The next two action items on tonight's American Fork City Council agenda relate to the 900 West flap I mentioned yesterday. It's fairly obvious that there will be at least two of the needed three votes to defeat the proposed change to commercial zoning. Will there be three? More? Will any member of the Council mention the dishonorable tactics of one side? Or will the Council and Mayor diplomatically pretend that both sides were virtuous and kind, and cite the merits alone as their reason for voting one way or the other? I'm not saying the diplomatic option would be a bad stance, but it is a point of curiosity. If I had to guess, I'd say the land will remain residential, but the vote will not be unanimous -- and no elected official will mention the bullying, even if some of the residents mention it, and even if more of it occurs in the meeting tonight.

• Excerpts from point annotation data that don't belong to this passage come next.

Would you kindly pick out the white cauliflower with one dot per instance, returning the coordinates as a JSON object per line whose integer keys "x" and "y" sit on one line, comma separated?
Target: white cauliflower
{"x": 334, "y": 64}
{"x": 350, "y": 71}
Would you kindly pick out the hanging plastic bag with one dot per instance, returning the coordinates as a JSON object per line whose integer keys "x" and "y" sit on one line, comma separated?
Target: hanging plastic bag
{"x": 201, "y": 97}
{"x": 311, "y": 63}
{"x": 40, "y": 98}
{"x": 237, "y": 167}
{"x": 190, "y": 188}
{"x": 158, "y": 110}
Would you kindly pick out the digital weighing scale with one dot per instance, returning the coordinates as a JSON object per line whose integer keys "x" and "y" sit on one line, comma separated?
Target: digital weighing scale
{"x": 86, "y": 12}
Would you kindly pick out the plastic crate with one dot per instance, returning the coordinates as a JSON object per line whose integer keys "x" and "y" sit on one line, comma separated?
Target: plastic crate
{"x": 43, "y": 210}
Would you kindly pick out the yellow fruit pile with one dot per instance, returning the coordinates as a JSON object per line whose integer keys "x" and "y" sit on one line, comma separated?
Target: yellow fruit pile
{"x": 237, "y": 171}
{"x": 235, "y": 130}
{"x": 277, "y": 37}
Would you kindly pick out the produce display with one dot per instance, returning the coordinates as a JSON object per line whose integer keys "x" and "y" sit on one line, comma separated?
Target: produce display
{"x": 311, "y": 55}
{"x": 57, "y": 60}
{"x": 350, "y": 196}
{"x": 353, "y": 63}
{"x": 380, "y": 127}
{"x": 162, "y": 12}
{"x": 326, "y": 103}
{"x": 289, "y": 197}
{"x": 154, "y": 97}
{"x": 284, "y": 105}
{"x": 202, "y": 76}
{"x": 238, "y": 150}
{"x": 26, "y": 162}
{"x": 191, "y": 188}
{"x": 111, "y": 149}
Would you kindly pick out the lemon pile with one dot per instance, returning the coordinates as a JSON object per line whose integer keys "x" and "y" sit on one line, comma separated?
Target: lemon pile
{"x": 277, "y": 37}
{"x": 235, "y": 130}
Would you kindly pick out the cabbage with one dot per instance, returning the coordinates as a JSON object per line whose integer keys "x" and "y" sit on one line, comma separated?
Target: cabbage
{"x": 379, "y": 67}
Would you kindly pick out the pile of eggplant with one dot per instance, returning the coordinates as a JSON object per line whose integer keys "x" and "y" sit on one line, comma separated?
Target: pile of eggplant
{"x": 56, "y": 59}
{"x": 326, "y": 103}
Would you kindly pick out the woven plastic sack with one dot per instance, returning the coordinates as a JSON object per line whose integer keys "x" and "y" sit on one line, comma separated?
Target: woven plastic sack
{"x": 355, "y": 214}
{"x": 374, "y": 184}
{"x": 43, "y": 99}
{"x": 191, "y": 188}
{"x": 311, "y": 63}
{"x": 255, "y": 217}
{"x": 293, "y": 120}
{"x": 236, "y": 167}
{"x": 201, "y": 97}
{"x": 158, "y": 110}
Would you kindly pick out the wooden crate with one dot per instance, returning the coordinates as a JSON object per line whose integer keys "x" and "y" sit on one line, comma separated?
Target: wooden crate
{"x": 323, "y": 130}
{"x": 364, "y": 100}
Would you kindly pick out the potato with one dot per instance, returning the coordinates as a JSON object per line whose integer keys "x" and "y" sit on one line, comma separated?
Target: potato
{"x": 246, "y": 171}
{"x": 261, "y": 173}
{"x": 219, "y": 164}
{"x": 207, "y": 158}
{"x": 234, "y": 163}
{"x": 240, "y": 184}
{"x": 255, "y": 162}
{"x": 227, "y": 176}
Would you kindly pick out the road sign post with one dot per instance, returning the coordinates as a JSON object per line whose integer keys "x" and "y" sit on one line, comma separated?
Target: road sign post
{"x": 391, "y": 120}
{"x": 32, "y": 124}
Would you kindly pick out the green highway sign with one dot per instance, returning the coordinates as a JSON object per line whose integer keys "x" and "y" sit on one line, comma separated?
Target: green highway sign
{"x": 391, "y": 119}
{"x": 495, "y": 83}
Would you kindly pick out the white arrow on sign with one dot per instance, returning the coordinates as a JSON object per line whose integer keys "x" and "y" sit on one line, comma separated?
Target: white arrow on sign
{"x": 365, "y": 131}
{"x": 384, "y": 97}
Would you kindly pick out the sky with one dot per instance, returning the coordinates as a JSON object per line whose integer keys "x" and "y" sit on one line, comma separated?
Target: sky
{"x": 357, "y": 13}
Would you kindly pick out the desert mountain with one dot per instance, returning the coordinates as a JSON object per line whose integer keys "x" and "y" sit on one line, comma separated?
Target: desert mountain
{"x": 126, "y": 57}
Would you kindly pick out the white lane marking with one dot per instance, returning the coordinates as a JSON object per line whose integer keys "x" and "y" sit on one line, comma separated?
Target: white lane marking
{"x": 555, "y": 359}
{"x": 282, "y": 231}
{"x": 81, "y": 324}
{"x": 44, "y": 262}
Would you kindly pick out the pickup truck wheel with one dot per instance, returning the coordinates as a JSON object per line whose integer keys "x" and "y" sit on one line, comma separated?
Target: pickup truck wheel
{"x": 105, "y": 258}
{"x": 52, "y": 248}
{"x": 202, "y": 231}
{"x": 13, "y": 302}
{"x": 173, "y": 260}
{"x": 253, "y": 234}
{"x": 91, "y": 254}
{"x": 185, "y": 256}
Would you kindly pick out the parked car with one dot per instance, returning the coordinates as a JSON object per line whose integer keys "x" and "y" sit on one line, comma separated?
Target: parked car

"If I were on the Council" is a dangerous game, but . . . If I were on the Council, thinking of the need to put a water bond to public vote in November, I'd already be concerned about the impact of a tax increase on voter attitudes. But I would also wonder if it might be unwise to antagonize the well-organized, motivated folks in the northwest sector of American Fork by voting against them and with the Carson family. They are a political force to be reckoned with, and not just on this issue. They had a lot to do with who was elected to the Council in November 2005 and who was not. I wish other areas of the city displayed that level of political energy. I'd want them on my side going into the water vote.
I'll blog again tonight, when most or all of the results are in.